Review by John Gabree

Here are the results of two extraordinary efforts at historical research, the one aimed at discovering how and by whom the French Emperor Napoleon Bonaparte was murdered, the other seeking to understand the context of repression in Nationalist Spain that made the death of an independent and progressive figure like the poet Garcia Lorca inevitable.

"The Murder of Napoleon" is deliberately cast in the form of a detective story. In alternating chapters, the authors describe the emperor’s last days on St. Helena and follow the later efforts of a Swedish dentist and a Scottish nuclear engineer to unravel the mystery of his death. It is the story of one of the most suspenseful episodes in the history of forensic medicine. It will appeal as strongly to etective buffs as to readers of history.

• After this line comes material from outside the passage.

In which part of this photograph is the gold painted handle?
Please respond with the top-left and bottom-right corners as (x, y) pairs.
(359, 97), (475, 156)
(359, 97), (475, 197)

“The Assassination of Frederico Garcia Lorca” is a more serious if no less appealing work. At dawn on August 19, 1936, Spain's greatest modern poet was shot to death in a ditch in Viznar. "Garcia Lorca was eliminated, along with thousands of other victims, by a system of terror with the express purpose of crushing all possible resistance" to the authority of the fascists by the people of Grenada.

Gibson makes it feasible to understand the deeply corrosive effect of fascism on Spanish values and aspirations. But he goes further in an attempt to discover who gave the order to kill, laying the guilt squarely on the doorstep of the local Falangists.